Early statements indicate that Protected Health Information (PHI) was not included in the stolen data in which case HIPAA regulations would not apply to this incident. The breach will definitely garner a great deal of attention however and that could hurt Anthem’s reputation with customers and the public.

We don’t know the origin or identities of the attackers but an attack this size is likely financially motivated. Social Security numbers typically sell on black market sites for $3-$5. Investigators have not yet found Anthem data for sale online.

Because this breach is in the early stages of forensics, recommended actions at this point are general in nature. Upon discovery, Anthem reset all passwords with privileged access across their environment and disabled accounts without two-factor authentication. Statements indicating that the company immediately made every effort to close the security vulnerability suggest that a known vulnerability was exploited in the corporate web environment or that a payload was delivered via spear phishing to employees but was easily corrected once identified as the point of entry. Data was exfiltrated to a known cloud storage provider likely utilizing authorized credentials.

Right now, concerned organizations should:

• Instruct the CIO to conduct a review of database activity in their environment and the account activities of privileged users
• Review network traffic logs to identify any activity resembling abnormal cloud storage activity
• Review the vulnerability management posture of web services as well as workstations for individuals with privileged accounts.

Dwayne Melancon, CTO, Tripwire

Constant vigilance is the watchword for cybersecurity, and this breach demonstrates that any company with information of value can be a target – not just those with credit card numbers. Regardless of the sector, the precautions are consistent – understand what software and systems you have, configure them securely, and understand how they’re vulnerable.
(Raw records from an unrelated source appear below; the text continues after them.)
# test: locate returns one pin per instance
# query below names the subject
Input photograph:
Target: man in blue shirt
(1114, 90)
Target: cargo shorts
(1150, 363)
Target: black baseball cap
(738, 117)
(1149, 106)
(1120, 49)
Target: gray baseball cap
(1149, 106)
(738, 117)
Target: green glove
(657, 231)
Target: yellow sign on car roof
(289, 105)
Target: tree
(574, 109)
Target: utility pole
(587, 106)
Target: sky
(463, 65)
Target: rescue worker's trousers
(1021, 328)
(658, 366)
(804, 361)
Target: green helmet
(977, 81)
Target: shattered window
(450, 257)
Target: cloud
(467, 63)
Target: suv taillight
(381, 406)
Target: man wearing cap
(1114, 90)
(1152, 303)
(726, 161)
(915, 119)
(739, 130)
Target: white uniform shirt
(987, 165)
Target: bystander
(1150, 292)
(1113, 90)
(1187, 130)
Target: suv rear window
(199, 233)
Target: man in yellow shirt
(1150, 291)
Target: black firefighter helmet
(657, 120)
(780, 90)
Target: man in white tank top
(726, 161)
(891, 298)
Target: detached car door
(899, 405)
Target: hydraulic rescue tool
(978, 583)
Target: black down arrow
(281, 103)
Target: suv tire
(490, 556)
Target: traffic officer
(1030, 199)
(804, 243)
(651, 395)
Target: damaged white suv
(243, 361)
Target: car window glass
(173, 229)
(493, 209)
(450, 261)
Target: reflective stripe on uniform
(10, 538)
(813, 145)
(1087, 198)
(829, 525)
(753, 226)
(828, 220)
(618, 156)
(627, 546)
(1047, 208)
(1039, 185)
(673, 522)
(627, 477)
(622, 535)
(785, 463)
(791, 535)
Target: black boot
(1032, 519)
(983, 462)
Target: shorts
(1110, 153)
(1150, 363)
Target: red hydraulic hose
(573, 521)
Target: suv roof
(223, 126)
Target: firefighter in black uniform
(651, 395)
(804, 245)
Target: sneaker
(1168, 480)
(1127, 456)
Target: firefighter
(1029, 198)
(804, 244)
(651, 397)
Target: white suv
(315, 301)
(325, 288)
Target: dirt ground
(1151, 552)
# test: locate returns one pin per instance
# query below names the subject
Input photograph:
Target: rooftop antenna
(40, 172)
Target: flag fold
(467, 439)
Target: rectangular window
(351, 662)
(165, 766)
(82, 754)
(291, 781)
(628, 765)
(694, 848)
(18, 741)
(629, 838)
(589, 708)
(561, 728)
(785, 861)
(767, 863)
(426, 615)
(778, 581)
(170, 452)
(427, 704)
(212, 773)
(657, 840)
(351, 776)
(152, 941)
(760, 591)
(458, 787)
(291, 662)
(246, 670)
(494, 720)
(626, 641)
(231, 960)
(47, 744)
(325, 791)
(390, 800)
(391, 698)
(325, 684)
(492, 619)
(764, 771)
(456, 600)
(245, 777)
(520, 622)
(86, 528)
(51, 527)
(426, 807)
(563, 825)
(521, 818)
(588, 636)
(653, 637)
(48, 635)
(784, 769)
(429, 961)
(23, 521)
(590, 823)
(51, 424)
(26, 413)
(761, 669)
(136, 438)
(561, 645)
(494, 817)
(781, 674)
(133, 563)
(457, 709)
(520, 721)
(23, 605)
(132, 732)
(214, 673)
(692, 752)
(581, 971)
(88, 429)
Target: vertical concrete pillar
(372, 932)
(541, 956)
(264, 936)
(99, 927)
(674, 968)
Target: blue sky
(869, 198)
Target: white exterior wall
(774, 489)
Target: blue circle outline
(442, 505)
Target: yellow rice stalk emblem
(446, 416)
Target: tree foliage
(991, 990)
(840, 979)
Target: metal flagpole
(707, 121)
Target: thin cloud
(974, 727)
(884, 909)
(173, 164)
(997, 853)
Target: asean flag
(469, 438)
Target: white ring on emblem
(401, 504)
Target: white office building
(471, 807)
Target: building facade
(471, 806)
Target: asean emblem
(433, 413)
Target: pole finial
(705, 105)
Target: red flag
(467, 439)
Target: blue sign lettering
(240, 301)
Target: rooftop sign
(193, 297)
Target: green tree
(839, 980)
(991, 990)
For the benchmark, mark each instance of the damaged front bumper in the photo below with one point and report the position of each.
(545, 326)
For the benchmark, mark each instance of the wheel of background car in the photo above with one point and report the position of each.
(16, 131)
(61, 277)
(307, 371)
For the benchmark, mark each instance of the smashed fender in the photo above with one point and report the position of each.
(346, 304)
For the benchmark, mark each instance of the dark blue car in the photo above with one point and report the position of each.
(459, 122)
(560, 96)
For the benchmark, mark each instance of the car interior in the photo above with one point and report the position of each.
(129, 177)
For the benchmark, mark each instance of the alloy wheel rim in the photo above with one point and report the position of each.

And since the threat landscape changes constantly, enterprises must be able to continuously evaluate where the stand and fix security holes as soon as they find them. That can be difficult for any organization, and giving attackers the smallest foothold can result in huge consequences.

Individuals who are affected, or potentially affected, should freeze their credit reports immediately with the three major credit bureaus – Equifax, Transunion, and Experian – to reduce the risk that anyone can open new lines of credit in their names. This is also a good reminder that you shouldn’t use any of your personally-identifiable information as answers to your “secret questions” to validate your identity online. Make up your own questions and answers, or use answers that are fictitious but memorable to you to prevent criminals from guessing their way into your online accounts.

Finally, beware of any emails or calls regarding this incident as they are almost certainly fraudulent. Kudos to Anthem for announcing they will notify the affected customers via mail – that is much harder to spoof. Nonetheless, be on the lookout for potentially fraudulent requests for information requested by mail – remember, the criminals have mailing information, as well. Trust, but verify.

Jaime Blasco, VP and Chief Scientist of AlienVault

If confirmed, we are dealing with one of the biggest data breaches in history and probably the biggest data breach in the healthcare industry. If you are wondering what it means for individuals, in a few words: it is a nightmare. If the attackers had access to names, birthdays, addresses and social security numbers, it means that information can be easily used to carry out identity theft schemes.

It is yet unclear who is behind the attack, but if the group behind that compromised Anthem and plans to sell that information on the black market, it means cybercriminals can buy access to the stolen data and use that information to drain your bank account, open new credit accounts and telephone accounts or even utility accounts. They can even obtain medical care using your information.